I Capture the Castle by Dodie Smith
 
  444 votes, 4.5%

"There was a boy called Eustace Clarence Scrubb, and he almost deserved it."

The Voyage of the Dawn Treader by C.S. Lewis
 
  401 votes, 4.0%

"In a hole in the ground there lived a hobbit."

The Hobbit: Or There and Back Again by J.R.R. Tolkien
 
  375 votes, 3.8%

"If you really want to hear about it, the first thing you'll probably want to know is where I was born, and what my lousy childhood was like, and how my parents were occupied and all before they had me, and all that David Copperfield kind of crap, but I don't feel like going into it, if you want to know the truth."

The Catcher in the Rye by J.D. Salinger
 
  356 votes, 3.6%

"It was a queer, sultry summer, the summer they electrocuted the Rosenbergs, and I didn't know what I was doing in New York."

The Bell Jar by Sylvia Plath
 
  320 votes, 3.2%

"Happy families are all alike; every unhappy family is unhappy in its own way."

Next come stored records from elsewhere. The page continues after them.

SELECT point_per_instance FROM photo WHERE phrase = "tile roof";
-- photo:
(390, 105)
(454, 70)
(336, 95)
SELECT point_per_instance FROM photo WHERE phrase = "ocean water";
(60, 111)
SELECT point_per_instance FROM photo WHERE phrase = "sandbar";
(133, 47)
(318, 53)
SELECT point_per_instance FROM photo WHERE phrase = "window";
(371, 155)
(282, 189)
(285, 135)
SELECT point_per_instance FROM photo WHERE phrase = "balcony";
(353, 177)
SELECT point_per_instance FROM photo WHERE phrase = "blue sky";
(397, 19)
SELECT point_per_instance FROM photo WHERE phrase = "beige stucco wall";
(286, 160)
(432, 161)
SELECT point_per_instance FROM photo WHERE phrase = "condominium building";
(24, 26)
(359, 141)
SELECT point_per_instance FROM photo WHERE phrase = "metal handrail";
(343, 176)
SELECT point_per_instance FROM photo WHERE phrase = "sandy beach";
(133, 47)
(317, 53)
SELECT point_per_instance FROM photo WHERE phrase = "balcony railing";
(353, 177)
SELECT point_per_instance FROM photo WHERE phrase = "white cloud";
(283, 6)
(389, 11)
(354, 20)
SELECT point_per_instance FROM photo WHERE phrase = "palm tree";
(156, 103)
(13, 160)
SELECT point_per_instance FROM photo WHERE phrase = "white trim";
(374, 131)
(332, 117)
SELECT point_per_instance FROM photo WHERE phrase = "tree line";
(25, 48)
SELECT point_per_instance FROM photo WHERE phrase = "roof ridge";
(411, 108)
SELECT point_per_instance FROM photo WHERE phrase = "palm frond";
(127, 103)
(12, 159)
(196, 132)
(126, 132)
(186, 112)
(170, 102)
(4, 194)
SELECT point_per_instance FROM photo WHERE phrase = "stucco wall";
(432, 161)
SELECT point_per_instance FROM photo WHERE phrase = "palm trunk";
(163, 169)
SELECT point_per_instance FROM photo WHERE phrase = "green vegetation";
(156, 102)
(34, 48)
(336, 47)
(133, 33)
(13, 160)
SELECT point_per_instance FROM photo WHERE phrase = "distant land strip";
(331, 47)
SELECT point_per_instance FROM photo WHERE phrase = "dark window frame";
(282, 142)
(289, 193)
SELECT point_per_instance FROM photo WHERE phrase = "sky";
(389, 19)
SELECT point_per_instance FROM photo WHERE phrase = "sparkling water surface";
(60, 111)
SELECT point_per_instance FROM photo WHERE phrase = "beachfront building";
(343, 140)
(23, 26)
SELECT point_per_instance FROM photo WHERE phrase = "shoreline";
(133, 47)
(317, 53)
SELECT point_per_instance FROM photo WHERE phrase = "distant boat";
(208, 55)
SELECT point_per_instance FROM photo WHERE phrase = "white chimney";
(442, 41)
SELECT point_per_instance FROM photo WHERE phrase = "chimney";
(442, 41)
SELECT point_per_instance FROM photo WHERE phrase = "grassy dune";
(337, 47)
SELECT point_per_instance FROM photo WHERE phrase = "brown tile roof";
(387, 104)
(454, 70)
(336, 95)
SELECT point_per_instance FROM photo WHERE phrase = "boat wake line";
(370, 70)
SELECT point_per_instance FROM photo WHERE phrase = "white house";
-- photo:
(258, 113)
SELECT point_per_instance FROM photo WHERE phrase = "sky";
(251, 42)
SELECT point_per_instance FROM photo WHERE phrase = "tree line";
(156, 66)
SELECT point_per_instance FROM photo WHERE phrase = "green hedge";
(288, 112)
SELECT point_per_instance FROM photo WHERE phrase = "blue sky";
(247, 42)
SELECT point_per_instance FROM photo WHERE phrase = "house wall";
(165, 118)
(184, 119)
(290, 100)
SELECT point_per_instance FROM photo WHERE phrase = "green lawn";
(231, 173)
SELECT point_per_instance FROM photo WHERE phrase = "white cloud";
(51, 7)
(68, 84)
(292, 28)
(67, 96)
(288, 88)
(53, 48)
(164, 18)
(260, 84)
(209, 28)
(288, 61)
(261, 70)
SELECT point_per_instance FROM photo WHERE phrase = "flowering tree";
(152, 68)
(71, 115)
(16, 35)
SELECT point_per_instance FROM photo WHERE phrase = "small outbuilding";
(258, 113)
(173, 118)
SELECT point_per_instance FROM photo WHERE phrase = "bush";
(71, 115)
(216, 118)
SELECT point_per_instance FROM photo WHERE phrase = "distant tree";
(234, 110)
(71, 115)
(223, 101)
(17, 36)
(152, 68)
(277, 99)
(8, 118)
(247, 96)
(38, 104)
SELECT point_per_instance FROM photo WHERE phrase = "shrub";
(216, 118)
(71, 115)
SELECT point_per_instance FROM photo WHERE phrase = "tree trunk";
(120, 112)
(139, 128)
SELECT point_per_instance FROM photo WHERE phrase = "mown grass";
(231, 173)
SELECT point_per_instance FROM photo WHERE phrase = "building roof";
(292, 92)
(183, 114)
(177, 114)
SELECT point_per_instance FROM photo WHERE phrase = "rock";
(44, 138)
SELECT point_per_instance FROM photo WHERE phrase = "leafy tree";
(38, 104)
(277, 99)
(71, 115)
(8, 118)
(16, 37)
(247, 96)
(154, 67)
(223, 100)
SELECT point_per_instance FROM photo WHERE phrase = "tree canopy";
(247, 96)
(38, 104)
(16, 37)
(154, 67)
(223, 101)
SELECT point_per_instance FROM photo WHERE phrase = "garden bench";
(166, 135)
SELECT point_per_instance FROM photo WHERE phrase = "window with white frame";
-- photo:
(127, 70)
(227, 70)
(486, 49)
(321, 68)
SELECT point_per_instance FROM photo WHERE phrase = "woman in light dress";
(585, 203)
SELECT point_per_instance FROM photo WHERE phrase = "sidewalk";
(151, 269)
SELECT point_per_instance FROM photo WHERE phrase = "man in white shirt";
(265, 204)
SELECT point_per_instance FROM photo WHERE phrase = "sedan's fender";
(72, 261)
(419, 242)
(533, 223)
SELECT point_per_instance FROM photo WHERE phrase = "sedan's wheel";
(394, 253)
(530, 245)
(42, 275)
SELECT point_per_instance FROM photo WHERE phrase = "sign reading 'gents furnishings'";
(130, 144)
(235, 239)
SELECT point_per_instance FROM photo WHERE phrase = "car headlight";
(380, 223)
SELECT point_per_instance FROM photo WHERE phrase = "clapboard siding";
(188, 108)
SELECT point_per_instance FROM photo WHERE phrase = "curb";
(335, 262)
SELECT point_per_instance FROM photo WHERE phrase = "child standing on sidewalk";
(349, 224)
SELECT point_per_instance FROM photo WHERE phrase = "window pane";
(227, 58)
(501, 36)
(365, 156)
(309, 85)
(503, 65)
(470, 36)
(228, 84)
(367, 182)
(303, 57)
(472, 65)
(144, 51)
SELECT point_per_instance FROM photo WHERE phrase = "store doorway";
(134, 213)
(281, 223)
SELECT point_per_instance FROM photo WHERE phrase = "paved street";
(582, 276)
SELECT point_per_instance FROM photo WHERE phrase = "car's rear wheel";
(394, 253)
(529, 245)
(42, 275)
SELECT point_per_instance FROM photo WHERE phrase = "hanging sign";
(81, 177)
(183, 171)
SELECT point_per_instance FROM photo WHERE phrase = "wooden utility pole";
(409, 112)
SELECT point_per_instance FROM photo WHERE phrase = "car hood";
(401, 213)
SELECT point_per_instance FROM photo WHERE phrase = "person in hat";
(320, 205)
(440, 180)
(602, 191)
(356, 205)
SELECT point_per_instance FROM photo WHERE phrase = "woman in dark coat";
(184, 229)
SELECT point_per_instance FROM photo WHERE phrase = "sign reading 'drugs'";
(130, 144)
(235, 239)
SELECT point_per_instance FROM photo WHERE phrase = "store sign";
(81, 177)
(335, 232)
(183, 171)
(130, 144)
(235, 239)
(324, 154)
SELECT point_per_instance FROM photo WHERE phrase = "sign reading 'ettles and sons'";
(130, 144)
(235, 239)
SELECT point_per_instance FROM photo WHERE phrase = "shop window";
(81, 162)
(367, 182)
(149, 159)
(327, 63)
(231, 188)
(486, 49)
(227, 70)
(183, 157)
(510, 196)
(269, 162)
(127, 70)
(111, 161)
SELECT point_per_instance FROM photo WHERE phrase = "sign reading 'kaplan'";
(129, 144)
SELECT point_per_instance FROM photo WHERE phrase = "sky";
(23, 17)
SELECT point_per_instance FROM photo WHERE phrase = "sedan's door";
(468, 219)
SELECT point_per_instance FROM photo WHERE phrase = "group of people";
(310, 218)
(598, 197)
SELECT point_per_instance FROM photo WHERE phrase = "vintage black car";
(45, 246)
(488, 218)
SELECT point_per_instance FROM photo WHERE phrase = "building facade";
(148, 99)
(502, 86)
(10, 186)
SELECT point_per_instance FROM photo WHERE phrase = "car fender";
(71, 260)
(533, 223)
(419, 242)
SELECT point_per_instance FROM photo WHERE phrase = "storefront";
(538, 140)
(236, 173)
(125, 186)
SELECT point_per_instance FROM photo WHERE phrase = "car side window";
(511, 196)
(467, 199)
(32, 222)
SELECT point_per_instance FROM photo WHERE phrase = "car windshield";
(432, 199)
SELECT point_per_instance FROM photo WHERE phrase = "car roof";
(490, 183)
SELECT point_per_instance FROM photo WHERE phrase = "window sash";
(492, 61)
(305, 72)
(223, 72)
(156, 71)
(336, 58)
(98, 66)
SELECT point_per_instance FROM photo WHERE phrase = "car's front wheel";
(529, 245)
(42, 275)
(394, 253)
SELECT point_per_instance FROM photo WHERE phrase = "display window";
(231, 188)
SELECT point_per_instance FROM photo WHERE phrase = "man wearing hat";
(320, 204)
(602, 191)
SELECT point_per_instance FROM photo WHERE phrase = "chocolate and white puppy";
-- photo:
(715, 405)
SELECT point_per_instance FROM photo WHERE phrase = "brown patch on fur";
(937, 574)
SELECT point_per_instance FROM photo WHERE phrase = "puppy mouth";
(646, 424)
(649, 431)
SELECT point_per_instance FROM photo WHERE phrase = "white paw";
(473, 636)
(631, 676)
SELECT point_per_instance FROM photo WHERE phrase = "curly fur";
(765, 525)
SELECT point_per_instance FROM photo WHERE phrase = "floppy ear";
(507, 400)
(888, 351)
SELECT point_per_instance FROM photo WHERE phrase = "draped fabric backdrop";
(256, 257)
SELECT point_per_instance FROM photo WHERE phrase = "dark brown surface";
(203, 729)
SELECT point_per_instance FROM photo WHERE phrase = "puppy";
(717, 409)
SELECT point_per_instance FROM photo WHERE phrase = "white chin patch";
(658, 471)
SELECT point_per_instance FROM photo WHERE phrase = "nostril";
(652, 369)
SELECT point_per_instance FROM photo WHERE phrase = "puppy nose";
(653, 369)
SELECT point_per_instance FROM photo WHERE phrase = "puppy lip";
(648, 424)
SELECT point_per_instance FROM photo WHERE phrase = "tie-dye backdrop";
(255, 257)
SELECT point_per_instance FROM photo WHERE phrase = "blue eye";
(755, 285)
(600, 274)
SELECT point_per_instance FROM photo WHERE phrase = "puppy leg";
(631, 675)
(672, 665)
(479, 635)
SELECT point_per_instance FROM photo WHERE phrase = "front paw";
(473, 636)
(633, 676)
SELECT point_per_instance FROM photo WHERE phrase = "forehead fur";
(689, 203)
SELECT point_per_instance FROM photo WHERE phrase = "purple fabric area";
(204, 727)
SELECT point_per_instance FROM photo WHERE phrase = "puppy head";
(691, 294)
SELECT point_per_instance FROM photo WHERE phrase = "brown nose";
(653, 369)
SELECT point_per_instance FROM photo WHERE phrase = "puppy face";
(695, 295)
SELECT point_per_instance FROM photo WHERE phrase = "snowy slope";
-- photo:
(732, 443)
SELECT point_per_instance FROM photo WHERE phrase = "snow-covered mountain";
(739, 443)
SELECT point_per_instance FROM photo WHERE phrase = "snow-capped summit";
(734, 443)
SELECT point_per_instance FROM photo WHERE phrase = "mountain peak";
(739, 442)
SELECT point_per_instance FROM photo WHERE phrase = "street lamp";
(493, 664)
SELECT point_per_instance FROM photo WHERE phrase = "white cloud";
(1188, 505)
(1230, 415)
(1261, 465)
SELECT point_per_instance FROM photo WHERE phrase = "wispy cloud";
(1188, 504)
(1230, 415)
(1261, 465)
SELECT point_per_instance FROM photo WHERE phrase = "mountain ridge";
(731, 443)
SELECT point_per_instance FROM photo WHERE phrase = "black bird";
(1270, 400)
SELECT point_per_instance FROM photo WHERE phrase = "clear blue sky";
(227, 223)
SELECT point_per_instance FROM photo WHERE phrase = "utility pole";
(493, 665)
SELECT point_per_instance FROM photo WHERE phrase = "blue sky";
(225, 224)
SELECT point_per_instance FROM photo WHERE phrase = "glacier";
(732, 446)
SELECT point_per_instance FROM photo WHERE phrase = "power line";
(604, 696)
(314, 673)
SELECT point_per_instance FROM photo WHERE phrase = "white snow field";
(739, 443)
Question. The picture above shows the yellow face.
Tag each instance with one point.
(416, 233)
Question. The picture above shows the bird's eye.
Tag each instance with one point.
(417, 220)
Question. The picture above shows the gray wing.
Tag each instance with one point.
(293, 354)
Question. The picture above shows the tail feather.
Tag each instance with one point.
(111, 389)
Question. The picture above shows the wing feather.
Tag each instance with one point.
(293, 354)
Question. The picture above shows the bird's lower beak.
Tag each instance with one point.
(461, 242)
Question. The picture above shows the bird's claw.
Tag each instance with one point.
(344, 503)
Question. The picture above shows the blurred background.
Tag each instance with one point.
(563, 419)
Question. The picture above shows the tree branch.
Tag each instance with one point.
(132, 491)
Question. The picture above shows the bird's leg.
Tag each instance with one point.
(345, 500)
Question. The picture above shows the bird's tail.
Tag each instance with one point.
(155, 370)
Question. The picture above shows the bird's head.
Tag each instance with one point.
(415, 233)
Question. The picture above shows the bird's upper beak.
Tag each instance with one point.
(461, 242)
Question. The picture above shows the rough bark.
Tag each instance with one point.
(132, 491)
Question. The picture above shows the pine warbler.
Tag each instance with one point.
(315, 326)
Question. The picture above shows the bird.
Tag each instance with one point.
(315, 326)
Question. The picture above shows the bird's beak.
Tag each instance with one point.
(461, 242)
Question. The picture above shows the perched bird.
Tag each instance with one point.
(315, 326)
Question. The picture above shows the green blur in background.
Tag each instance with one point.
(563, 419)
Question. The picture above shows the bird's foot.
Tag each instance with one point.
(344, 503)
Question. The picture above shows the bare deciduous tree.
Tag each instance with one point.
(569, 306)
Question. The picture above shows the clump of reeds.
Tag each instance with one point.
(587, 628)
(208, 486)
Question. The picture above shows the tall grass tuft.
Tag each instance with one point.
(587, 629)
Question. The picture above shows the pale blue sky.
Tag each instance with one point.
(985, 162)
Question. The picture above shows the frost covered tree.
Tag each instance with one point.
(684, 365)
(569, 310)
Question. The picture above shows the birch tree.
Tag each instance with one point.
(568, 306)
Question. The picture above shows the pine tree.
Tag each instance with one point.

Anna Karenina by Leo Tolstoy
 
  295 votes, 3.0%

"It was a bright cold day in April, and the clocks were striking thirteen."

1984 by George Orwell
 
  284 votes, 2.8%

"He— for there could be no doubt of his sex, though the fashion of the time did something to disguise it— was in the act of slicing at the head of a Moor which swung from the rafters."

Orlando by Virginia Woolf
 
  266 votes, 2.7%

"All children, except one, grow up."

Peter Pan by J.M. Barrie
 
  266 votes, 2.7%

"Far out in the uncharted backwaters of the unfashionable end of the western spiral arm of the Galaxy lies a small, unregarded yellow sun."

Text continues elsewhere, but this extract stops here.